I believe because BWRS is power series in density the first term on the RHS of the equation (k.R*log(rho_molar*k.R*T))  IS the ideal gas contribution of molar volume. So it's incorrect to compare PR entropy departure against BWRS entropy departure as PR does not include the molar volume contribution in the derivation for entropy departure (I could be wrong this is just my current understanding)

 

Even comparing the two in Aspen Plus yields wildy different values with the BWRS entropy departure being consistently an order of magnitude larger than the entropy departure estimated by PR.

 

To be honest I don't fully understand the mathematics, however, applying the entropy departure equation as presented by Starling and omitting -R * ln(P2/P1) in the ideal gas contribution yields excellent results for every case I have studied thus far.

 

I also believe HYSYS has proprietary methods to evaluate certain properties which may be contributing to the observed minute difference.

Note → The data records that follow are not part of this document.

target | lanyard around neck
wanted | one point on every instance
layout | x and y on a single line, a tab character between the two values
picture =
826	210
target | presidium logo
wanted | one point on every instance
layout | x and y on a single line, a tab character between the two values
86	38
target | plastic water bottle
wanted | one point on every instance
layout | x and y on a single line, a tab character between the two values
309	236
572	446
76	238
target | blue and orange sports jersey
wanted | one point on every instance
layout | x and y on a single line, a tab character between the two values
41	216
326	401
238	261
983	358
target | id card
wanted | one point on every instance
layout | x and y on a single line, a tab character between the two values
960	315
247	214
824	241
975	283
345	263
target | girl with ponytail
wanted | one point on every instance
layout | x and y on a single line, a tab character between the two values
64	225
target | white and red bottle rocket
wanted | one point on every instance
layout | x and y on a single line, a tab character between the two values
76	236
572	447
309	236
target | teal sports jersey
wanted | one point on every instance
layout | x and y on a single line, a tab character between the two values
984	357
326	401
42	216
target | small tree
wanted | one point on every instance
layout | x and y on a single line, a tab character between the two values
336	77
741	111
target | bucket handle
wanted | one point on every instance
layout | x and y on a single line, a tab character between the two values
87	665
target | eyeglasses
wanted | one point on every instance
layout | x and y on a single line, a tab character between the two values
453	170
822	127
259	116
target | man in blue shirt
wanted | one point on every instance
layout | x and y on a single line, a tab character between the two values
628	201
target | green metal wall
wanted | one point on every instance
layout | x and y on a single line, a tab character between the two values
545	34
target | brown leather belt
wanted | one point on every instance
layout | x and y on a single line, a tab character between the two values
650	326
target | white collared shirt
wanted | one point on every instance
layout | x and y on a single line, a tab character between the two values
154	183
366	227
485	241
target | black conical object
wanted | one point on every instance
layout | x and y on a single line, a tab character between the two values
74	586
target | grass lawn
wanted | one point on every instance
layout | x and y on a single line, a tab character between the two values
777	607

Edited by SickPuppy0, 27 February 2023 - 07:57 AM.


#22 SilverShaded

SilverShaded

    Gold Member

  • Members
  • 237 posts

Posted 27 February 2023 - 09:05 AM

"omitting -R * ln(P2/P1) in the ideal gas contribution"

 

aha! thats probably the difference... 

 

EntroDep from the big equation - Rln(p1/2) = entropy dep as calcuated by DH/T - R*ln(phi)

 

its just a difference in where the pressure correction is placed.


Edited by SilverShaded, 27 February 2023 - 11:05 AM.


#23 mrbabu

mrbabu

    Gold Member

  • Members
  • 55 posts

Posted 01 March 2023 - 01:57 AM

mrbabu,

with Prode Properties you can calculate departures in different ways (just consider the relationships among fugacity, enthalpy, entropy...),

for example, since with Prode yo have access to fugacities, enthalpies, entropies and volumes for a stream you can calculate :

 

dS = dH / T - Rgas*SUM(zi*ln(phi))

 

similar correlations for dH and so on...

however a simple solution is to evaluate the difference (real model - ideal model),
I define stream 1 and 2 with the same composition but 1 has the ideal model for H, S while in stream 2 I define for H, S the model I am interested to evaluate...
note that StrSGH() returns mass based values, to convert to mole multiply by Molar Weight,

in Excel, cell B1 enter temperature, cell B2 enter pressure
then enter these macros to calculate dH and dS at specified conditions...

= setOp(1,B1,B2)
= setOp(2,B1,B2)
= (StrSGH(2)-StrSGH(1))*StrMw(1)
= (StrSGS(2)-StrSGS(1))*StrMw(1)

 

 

click this link to see the snapshot of Excel :

https://ibb.co/nLTTxpY

according my tests this works for all H , S  models included in Prode Properties with some minor differences for models based on Helmholtz (GERG 2008 etc.)  probably cause these have specific correlations for ideal state...

 

thank you very much Paolo !

I'll open a specific thread about Prode Properties as I need to access several properties and the derivatives (dP, dT, dW)



#24 breizh

breizh

    Gold Member

  • Admin
  • 6,349 posts

Posted 03 March 2023 - 07:18 AM

Hi,

I've updated my document with derivation and application to the initial problem. I found a few mistakes in the documents supplied by the OP.

At the end of the day better to use a Simulator, hand calculation is a pain. 

Hope this is helping those interested by the subject.